In Washington, Berlin, Warsaw and Rome, Paris is increasingly seen as "unpartnerable," according to senior analysts at the German Marshall Fund and the Centre for European Reform. Rome’s Giorgia Meloni is stepping in to lead the EU’s southern flank, particularly on migration and enlargement.

In the East, Poland and the Baltics are shaping defence planning around Ukraine with or without Paris. Even within the "Coalition of the Willing", the Franco-British-led group backing Ukraine, France’s voice is fading due to its limited material contributions and political paralysis.

As one senior French diplomat anonymously told Carnegie Europe, "We used to set the tempo. Now we’re playing catch-up; if we’re lucky enough to be in the room."

Implications for Ukraine

France has struggled to match the level of support offered by other European allies. Meanwhile, Germany has pledged over €22 billion, while France total allocations remain under €8 billion, a gap that cannot be explained by economic capacity alone.

While part of this insufficiency is rooted in France’s immediate fiscal constraints and instability, the deeper concern in Brussels is political continuity.

With Macron weakened and no clear successor within the centrist camp, if the far-right Rassemblement National (RN) wins the 2027 presidential election, it could trigger a strategic rupture in EU policy.

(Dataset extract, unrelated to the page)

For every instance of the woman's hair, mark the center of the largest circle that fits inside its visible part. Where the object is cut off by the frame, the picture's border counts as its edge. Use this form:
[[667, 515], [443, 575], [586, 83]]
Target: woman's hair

Marine Le Pen has already refused to define Russia as an aggressor state, and her party has regularly opposed France’s arms deliveries to Ukraine.

The Kremlin is watching Paris closely.

Russian analysts and officials routinely frame France’s crisis as proof of Western decay and elite failure. RT and Sputnik have amplified narratives of French chaos, presenting Macron as a "failed emperor" and promoting the RN as "a party of peace."

Internally, French populist parties have used the war in Ukraine to attack government spending, calling aid "irresponsible" in the context of France’s 114% debt-to-GDP ratio.

For Moscow, a France consumed by infighting and constrained by debt is a strategic gift. It weakens the EU’s eastern posture, discourages smaller states, and potentially opens a breach in the front of European deterrence.

If France retreats from the geopolitical frontline, Russia faces fewer constraints and more opportunities, in Ukraine, and beyond.

* * * * *

France’s crisis is now a European problem. Paris can no longer set the pace in Brussels. That matters for Ukraine. Ukraine needs shells, money, diplomatic support and training. By the end of 2025, the EU aims to send 2 million shells to Ukraine. This year, money should start flowing from a loan backed by profits on frozen Russian assets.

The EU training mission (EUMAM) is expanding, a joint EU–Ukraine drone programme is starting, and BraveTech EU will fund testing of front-line innovations by 2026.

If France, the EU’s only nuclear power and the bloc’s permanent voice on the UN Security Council, keeps its commitments, these targets are achievable. If it doesn’t, deadlines will slip, coordination will suffer, and Russia will gain an opening.

This absence of leadership left room for others to take the lead.

Berlin on industry and funding, Warsaw and the Baltics on deterrence, Rome on migration and enlargement.

If Paris keeps looking inward, Europe’s centre of gravity will keep shifting east and south.